Fortunately, Malaysia has not been idle in the mental health area. In order to increase the level of mental health literacy amongst Malaysians, the Malaysian Psychiatric Association (MPA), Malaysian Mental Health Association (MMHA), and Pfizer Malaysia Sdn Bhd have launched a handbook on mental health to raise awareness amongst the public in order to recognise the symptoms yesterday.
To further supplement future carers, the handbook also provides important information on how to reach out to someone with mental health problems, steps to manage one’s mental well being and a useful directory listing of mental health services in Malaysia.

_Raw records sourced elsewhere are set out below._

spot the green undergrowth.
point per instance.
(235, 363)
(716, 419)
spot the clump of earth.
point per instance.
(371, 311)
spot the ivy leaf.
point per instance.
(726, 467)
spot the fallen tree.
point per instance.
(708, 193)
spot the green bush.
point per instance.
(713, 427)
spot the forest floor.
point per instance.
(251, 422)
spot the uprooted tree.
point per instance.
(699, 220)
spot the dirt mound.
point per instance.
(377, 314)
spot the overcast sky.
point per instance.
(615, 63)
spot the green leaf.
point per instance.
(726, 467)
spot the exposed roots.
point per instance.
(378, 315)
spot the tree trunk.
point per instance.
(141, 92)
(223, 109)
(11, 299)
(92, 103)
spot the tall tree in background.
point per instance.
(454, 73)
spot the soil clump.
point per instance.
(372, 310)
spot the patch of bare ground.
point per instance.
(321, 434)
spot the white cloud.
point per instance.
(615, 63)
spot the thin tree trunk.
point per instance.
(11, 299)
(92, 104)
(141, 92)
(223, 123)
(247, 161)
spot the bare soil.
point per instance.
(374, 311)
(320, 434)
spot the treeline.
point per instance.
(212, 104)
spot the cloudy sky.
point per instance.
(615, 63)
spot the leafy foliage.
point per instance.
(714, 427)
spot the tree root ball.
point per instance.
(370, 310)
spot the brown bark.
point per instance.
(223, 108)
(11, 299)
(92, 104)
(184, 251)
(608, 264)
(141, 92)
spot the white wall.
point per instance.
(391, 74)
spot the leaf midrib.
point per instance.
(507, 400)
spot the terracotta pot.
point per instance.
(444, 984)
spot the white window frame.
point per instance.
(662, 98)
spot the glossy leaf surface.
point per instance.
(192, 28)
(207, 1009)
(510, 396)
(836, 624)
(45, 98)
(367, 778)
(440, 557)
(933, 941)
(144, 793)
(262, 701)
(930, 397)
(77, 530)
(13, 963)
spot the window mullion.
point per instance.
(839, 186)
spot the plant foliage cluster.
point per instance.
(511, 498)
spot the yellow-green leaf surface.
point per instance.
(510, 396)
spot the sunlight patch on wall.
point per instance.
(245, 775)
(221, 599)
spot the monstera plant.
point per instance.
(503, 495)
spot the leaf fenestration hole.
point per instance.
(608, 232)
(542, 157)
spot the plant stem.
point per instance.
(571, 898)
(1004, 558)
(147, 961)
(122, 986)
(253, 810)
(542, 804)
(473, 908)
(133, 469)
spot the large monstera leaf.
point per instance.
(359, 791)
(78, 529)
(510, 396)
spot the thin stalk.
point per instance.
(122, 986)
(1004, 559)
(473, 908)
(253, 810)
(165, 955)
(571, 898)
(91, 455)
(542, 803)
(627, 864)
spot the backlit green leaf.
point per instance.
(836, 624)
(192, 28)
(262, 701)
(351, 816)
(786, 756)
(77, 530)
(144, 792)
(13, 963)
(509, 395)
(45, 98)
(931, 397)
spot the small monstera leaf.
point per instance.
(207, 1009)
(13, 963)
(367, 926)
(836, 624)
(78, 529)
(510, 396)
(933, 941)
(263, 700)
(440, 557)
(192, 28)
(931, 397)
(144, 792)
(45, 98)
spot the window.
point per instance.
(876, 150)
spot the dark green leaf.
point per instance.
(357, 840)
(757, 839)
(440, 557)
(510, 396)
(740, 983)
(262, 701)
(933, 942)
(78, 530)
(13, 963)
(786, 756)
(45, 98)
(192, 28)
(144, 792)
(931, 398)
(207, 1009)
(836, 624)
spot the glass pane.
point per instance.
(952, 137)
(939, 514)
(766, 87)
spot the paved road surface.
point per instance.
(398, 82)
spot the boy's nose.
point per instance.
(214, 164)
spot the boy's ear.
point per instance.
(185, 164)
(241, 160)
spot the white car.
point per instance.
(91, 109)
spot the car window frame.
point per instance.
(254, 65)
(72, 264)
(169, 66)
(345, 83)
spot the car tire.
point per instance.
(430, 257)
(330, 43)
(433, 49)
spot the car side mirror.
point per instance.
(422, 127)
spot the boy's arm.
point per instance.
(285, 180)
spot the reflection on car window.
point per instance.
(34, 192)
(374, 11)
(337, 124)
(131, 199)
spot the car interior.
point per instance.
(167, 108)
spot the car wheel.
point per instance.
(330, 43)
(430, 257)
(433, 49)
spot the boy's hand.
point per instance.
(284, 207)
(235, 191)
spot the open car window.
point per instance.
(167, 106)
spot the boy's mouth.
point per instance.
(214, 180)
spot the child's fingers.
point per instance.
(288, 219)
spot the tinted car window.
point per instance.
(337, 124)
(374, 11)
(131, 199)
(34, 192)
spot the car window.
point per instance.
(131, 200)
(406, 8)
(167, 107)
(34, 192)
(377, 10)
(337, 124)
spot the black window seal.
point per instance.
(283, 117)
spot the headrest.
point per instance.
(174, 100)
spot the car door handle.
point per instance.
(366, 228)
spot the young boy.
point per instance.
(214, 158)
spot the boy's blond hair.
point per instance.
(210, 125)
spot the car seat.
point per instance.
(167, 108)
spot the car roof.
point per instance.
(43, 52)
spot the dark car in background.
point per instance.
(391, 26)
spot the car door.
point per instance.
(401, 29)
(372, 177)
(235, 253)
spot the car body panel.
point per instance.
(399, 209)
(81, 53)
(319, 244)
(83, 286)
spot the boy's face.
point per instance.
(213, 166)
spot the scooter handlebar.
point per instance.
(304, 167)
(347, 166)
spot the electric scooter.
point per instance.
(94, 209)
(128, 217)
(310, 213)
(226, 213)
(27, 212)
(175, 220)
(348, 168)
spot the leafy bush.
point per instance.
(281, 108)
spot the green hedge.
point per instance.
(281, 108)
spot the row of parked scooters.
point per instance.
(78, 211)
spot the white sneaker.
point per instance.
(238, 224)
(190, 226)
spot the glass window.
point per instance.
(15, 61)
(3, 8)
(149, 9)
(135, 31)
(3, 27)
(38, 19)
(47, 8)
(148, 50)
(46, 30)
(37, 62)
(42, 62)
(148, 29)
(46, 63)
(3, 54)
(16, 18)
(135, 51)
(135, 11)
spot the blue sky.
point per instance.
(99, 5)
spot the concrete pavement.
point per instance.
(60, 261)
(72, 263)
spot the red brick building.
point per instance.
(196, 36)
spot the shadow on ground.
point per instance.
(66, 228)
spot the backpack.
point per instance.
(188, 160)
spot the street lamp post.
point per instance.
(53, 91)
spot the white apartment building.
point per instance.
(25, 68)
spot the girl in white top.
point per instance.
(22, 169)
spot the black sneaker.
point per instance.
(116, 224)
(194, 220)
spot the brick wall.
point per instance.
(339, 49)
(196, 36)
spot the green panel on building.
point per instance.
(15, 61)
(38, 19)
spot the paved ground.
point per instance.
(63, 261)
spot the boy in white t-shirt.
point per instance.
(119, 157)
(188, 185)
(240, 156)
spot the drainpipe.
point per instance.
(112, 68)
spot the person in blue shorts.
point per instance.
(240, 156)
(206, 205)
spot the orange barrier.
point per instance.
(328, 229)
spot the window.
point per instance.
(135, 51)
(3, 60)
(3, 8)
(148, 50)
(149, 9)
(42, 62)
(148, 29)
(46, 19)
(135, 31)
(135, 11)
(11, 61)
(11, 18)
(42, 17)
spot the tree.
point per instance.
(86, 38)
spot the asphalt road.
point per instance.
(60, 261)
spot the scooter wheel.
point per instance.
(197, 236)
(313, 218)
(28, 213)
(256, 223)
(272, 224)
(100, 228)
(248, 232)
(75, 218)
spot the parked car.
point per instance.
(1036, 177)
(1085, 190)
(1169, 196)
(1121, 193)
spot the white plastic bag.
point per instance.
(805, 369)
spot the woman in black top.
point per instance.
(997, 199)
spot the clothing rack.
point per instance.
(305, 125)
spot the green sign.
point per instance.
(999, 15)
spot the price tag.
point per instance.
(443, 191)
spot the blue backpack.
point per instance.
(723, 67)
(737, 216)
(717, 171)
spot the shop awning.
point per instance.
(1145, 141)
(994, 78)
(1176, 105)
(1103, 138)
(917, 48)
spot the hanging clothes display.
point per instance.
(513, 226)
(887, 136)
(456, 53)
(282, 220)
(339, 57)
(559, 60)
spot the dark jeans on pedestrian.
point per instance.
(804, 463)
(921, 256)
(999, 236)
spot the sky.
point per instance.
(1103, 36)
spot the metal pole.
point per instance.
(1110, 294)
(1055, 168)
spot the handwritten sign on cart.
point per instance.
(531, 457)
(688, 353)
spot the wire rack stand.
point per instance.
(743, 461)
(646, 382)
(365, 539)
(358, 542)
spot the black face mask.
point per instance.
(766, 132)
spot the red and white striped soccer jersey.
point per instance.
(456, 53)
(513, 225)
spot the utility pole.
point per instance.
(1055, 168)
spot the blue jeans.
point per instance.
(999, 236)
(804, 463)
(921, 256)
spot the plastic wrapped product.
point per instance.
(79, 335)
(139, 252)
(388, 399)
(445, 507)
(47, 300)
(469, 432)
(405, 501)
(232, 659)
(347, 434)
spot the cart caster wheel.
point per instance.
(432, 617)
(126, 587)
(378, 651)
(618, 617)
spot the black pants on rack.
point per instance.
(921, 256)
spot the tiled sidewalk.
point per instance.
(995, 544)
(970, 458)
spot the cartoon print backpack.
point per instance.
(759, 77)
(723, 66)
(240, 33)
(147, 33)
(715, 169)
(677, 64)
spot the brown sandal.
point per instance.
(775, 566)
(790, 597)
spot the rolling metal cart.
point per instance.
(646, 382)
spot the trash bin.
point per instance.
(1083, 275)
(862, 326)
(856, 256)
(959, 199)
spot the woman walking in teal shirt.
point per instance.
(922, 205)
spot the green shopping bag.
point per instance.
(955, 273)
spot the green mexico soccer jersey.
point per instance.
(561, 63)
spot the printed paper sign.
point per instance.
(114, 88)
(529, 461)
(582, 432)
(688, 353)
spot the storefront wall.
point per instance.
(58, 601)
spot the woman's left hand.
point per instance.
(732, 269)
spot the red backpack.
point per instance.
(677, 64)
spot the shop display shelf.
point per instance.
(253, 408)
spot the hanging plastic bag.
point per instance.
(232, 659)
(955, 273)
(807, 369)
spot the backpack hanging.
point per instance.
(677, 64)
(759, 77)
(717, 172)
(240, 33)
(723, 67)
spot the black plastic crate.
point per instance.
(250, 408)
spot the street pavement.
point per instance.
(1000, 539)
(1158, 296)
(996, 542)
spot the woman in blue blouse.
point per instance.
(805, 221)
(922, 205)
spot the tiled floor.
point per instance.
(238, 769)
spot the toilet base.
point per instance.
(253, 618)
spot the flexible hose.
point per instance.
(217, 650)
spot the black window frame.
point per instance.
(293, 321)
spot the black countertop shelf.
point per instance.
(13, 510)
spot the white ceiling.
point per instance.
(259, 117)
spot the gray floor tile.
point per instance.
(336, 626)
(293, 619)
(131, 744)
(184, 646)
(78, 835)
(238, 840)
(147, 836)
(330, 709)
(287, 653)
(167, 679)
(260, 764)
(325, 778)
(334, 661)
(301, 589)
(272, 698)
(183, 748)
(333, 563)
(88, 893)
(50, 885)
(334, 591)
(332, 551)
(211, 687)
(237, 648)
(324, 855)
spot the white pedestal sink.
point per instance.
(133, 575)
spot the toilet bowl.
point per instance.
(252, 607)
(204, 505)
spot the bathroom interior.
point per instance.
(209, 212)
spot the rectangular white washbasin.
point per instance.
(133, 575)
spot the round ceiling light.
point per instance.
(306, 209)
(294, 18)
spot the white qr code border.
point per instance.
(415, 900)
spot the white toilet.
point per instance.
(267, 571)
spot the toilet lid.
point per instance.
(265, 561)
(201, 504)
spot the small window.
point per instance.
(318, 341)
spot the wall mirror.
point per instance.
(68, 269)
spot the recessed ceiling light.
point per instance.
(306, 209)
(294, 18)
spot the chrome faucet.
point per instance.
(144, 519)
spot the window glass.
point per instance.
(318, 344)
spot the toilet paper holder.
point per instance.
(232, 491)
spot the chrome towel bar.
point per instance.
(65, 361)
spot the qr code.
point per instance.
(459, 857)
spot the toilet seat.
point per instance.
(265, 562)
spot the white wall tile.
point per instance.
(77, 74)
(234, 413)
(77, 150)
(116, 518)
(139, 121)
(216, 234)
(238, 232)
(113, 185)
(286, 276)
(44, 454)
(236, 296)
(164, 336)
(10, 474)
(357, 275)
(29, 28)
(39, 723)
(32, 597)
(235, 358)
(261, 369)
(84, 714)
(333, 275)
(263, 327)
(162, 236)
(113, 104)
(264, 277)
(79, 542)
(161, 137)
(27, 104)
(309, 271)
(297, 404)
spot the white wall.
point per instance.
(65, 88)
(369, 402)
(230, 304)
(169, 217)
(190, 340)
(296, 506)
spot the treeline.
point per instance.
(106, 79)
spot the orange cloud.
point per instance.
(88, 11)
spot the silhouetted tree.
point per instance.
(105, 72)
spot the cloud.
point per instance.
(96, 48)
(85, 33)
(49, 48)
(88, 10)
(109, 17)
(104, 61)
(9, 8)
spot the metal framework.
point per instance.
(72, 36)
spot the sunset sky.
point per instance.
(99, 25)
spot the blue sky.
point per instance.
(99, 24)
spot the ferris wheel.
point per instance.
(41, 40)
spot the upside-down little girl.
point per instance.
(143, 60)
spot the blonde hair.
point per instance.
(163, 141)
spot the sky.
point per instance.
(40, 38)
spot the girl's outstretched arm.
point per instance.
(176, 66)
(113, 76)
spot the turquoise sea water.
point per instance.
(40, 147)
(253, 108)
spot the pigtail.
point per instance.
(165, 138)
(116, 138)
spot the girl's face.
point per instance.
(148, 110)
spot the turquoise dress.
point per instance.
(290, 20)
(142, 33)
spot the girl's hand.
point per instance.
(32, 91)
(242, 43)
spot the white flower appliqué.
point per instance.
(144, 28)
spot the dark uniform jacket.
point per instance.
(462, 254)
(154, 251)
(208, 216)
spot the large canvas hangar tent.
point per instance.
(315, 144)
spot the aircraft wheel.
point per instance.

MMHA deputy president Associate Prof Dr Ng Chong Guan said it is pertinent for colleges and universities to educate students on how to identify signs and offer help. He then added:
“It is also vital to build positive mental well being and emotional resilience among adolescents and equip them with effective coping techniques to deal with daily challenges and mental stress,”
There is certainly a lack of resources in mental health services in Malaysia, especially at the more rural areas. There are shortages in qualified psychologists and psychiatrists as compared to the rapidly increasing amount of demand. There are only 360 psychiatrists to treat 4.2 million Malaysians suffering from mental illness. This puts Malaysia’s ratio at a dismal 0.83 to 100,000 of the population. For comparison, in developed countries, the ratio is a healthy 6.6 psychiatrists to 100,000 people.
And there you have an interesting look into just a small but very important facet of the minds of Malaysian consumers. Considering the mental health of your consumers might not be something that sounds directly beneficial to a business, but this is just an example of the kind of insight you can from paying careful attention to the way certain groups of people think or feel.